A woman in her 50’s has learned that she doesn’t need a relationship to be happy. She has a rich life, including close friends, family, and plenty of hobbies and interests. She might want you, but she doesn’t need you. Most likely, she is highly independent and very happy about it.
- She is comfortable in her own skin (and still looks stunning in a bikini).
She is more content with herself than in her younger years. More likely, she has already gone through the difficult inner work on herself to get to that magical place of inner peace and joy.
- She is happier than ever.
I can confirm this one. No more unnecessary anxiety or insecurities, and no clinginess anymore. A woman in her 50’s appreciates life for all that it is and is committed to making the most out of the time she has. She is not worried about their biological clock. She is free to enjoy getting to know you and letting your relationship flow easily.
- She can make conversation.
Expect a smooth, dynamic conversation sprinkled with witty jokes and life anecdotes that will make your day. And she wants to make you the center of attention.
- She turns the bedroom into an adventure.
In her book Sex and the Seasoned Woman, Gail Sheehy wrote: “The middle years, between 50 and 65, constitute the apex of adult life…for women, the passage to be made is from pleasing to mastery.” Now, that’s something!

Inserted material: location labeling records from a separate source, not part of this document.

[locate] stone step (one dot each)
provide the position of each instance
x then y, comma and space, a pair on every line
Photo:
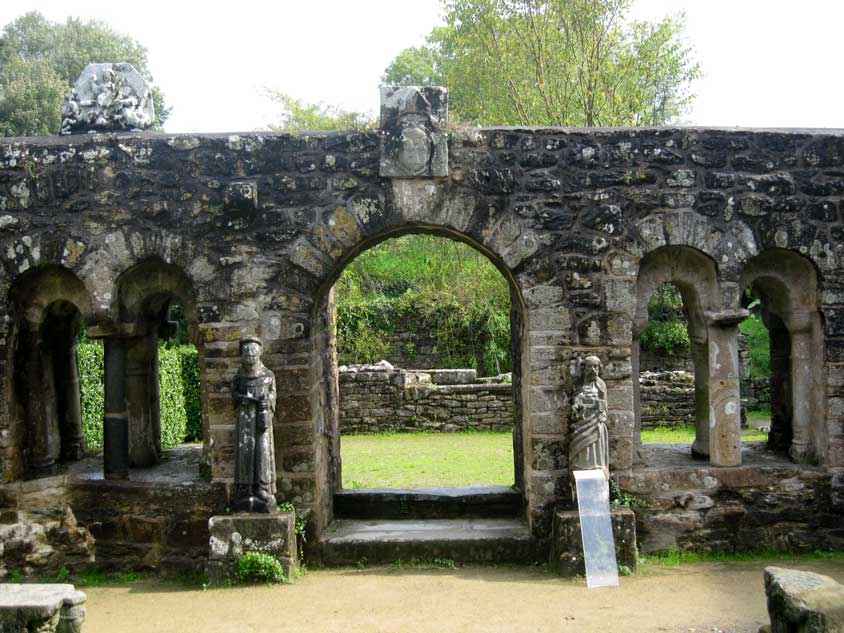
348, 541
428, 503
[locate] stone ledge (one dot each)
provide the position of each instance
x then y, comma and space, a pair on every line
235, 534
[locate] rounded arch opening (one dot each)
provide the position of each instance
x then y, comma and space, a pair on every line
415, 387
780, 287
156, 327
49, 307
676, 287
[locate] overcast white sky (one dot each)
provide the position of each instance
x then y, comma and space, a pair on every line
767, 63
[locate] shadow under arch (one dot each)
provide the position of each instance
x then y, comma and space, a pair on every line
786, 284
49, 305
144, 295
695, 275
325, 395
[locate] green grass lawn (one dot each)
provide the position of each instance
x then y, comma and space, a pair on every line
424, 460
685, 434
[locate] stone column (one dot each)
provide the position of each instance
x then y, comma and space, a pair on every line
116, 418
70, 399
700, 357
142, 395
39, 403
724, 394
802, 363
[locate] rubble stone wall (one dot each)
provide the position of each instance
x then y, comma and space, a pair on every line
382, 400
259, 226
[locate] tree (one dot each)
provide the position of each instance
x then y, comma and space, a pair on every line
40, 61
554, 62
297, 116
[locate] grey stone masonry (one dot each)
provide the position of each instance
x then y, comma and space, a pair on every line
54, 608
803, 602
381, 399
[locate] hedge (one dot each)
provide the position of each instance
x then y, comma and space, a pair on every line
178, 376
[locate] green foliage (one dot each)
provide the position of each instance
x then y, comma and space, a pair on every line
260, 567
40, 60
91, 371
554, 62
667, 329
759, 342
298, 116
173, 417
668, 336
417, 280
189, 364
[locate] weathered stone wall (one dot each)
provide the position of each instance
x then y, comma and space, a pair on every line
758, 506
259, 227
667, 397
381, 399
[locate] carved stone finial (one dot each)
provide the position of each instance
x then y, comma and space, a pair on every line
108, 97
413, 135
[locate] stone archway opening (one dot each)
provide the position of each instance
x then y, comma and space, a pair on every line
425, 393
781, 288
677, 286
50, 305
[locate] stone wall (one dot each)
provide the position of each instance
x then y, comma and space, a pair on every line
249, 232
382, 399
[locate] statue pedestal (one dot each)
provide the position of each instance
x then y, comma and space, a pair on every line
233, 535
567, 544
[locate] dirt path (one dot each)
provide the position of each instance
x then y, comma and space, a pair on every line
702, 597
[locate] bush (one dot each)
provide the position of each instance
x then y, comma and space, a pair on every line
260, 567
189, 360
173, 416
181, 404
90, 359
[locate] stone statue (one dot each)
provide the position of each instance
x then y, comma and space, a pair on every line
254, 395
589, 447
108, 97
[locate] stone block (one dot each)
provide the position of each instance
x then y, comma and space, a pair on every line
234, 535
567, 545
45, 608
803, 602
413, 135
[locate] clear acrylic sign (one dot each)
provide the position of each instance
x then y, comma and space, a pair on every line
593, 503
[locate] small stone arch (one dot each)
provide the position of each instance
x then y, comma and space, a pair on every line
696, 277
143, 295
49, 304
786, 283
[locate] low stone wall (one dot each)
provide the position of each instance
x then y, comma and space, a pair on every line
382, 399
766, 503
667, 398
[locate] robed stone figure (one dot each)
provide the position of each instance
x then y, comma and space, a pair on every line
254, 396
589, 447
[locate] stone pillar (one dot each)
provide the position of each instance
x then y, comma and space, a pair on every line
637, 403
802, 399
142, 396
70, 400
39, 402
724, 391
116, 418
700, 357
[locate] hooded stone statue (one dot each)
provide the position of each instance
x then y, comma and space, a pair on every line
254, 395
589, 447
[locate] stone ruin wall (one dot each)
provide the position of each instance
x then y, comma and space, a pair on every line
257, 227
381, 399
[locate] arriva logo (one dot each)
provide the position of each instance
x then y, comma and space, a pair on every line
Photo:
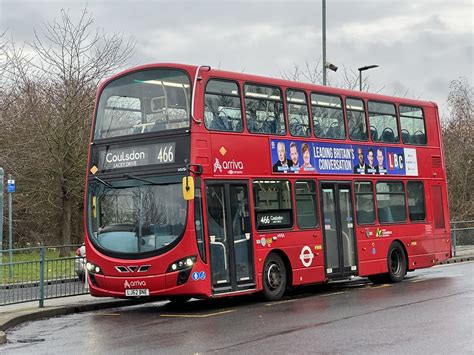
217, 166
231, 166
136, 283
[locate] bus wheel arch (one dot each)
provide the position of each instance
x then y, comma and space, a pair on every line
397, 262
276, 275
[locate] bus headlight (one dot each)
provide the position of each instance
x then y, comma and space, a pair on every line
181, 264
93, 269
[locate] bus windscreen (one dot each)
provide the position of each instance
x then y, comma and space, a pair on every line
145, 101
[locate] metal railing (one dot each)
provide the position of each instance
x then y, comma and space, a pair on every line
462, 237
39, 273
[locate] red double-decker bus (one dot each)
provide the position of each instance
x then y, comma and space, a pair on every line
206, 183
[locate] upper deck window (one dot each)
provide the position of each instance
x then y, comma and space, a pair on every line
145, 101
328, 117
222, 111
298, 115
383, 122
412, 124
356, 119
264, 109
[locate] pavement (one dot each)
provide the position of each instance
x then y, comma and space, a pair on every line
15, 314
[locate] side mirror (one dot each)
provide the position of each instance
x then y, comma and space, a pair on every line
188, 188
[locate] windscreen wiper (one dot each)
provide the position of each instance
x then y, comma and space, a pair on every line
130, 176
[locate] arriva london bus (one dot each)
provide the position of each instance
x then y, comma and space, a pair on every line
205, 183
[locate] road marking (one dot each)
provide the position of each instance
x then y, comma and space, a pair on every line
381, 286
196, 315
107, 314
454, 264
277, 303
456, 275
334, 293
438, 277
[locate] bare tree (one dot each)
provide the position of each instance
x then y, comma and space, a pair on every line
52, 119
313, 73
458, 139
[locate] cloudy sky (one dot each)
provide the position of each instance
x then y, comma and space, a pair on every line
420, 45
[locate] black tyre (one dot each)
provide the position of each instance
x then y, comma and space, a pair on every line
274, 278
397, 263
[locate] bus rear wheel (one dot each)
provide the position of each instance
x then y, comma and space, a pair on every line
274, 278
397, 263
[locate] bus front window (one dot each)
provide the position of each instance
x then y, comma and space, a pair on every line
135, 218
144, 101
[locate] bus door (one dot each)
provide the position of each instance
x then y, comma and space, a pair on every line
338, 228
230, 238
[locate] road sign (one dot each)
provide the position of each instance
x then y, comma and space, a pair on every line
11, 186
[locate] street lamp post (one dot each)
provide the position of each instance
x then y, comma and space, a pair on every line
324, 41
361, 69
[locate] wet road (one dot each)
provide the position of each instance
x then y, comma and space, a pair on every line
432, 311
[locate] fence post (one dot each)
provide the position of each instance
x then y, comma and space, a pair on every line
454, 238
41, 285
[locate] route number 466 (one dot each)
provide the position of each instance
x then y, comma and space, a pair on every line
165, 155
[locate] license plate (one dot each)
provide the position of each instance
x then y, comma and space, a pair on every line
137, 292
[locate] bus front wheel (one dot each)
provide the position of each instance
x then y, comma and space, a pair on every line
274, 278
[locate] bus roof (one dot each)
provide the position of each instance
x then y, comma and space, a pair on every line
278, 82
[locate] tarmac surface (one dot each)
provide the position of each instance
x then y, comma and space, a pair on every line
15, 314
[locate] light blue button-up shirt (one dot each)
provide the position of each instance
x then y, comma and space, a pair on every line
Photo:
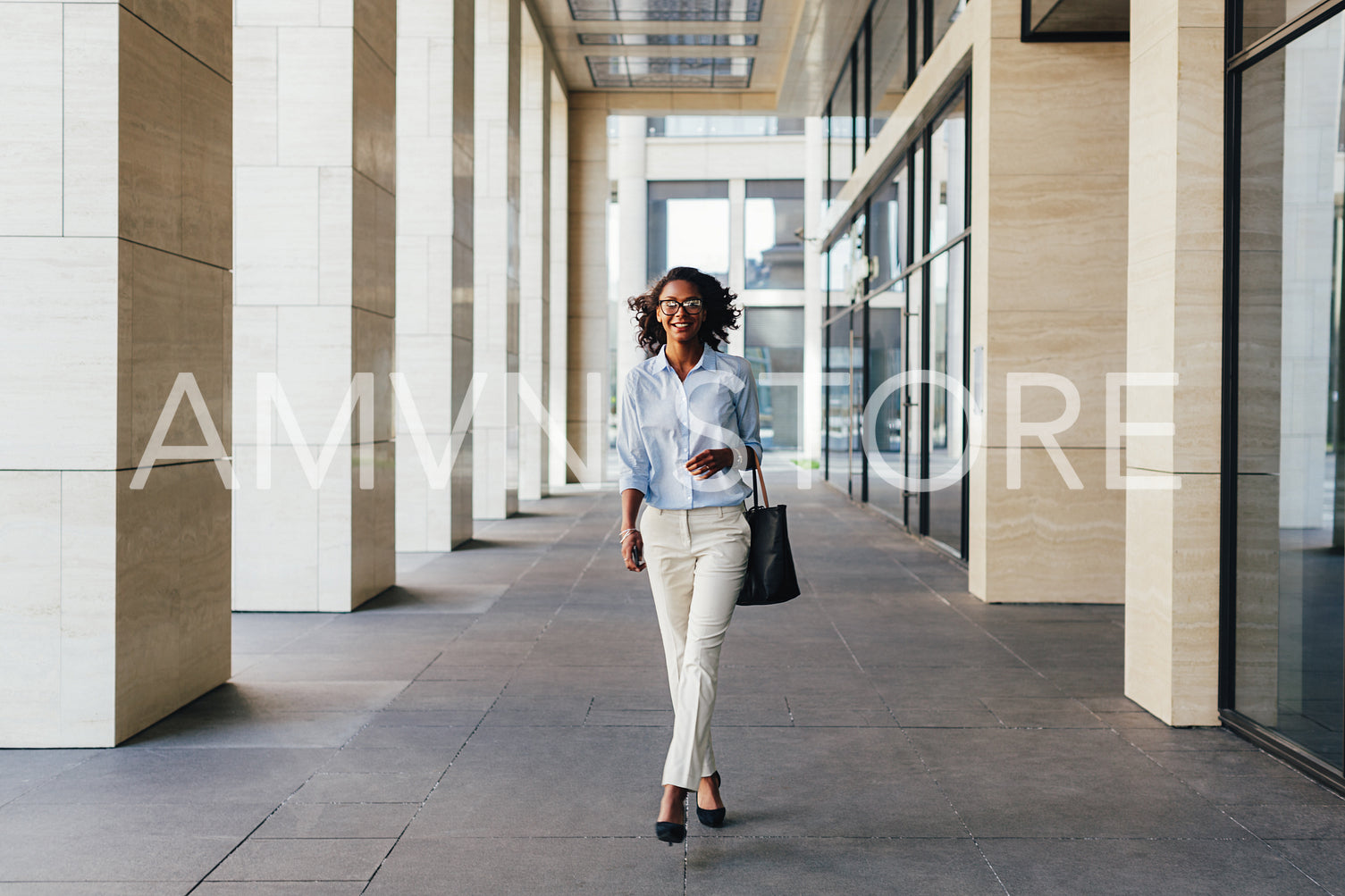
665, 422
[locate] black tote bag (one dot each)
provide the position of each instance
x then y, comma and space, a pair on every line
771, 577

- She is way over her exes.
And she doesn’t want to talk about them, nor should you. She has the intention to move forward with her life, and perhaps, with you in it. No more focusing on baggage or negativity.
Additional tips for men dating 50+ women
- Women don’t like it when a man tries to sell himself to her by listing off all of his great qualities.
- Regardless of what your situation is, please don’t rush anything. Some men don’t want to invest the time it takes getting to know you. If you don’t sleep with them fast enough, they get frustrated and lose interest. Talk about immaturity!
- Please don’t bring your anger to the equation. We, midlife women, don’t like the emotional baggage you carry around everywhere you go. Men in their 50’s can be cynical, especially if they were in a bad marriage. They talk badly about their ex-wives, and that is a turn-off. Let go of the anger and move on!
What does a woman in her 50s really want from a man
Honesty, romance, communication, fun, kindness, desire, friendship. They want to pick their battles, they don’t play games, they keep their girlfriends and hobbies, they don’t care about money, and they take “I love you” seriously.
Women of all ages want someone honest and kind who has a sense of humor. Women over 50 want a nice and loving partner over someone who is easygoing or down to earth, or athletic or ambitious.
Conclusion
As a piece of helpful advice for the male counterparts, be honest with her and listen. Keep an open mind and heart and let go of your fears.
Finding balance, love, and commitment is part of a mature woman’s mantra. She expects to find the same in her love relationships.
Dating during this decade isn’t always easy, but at least we are in it together.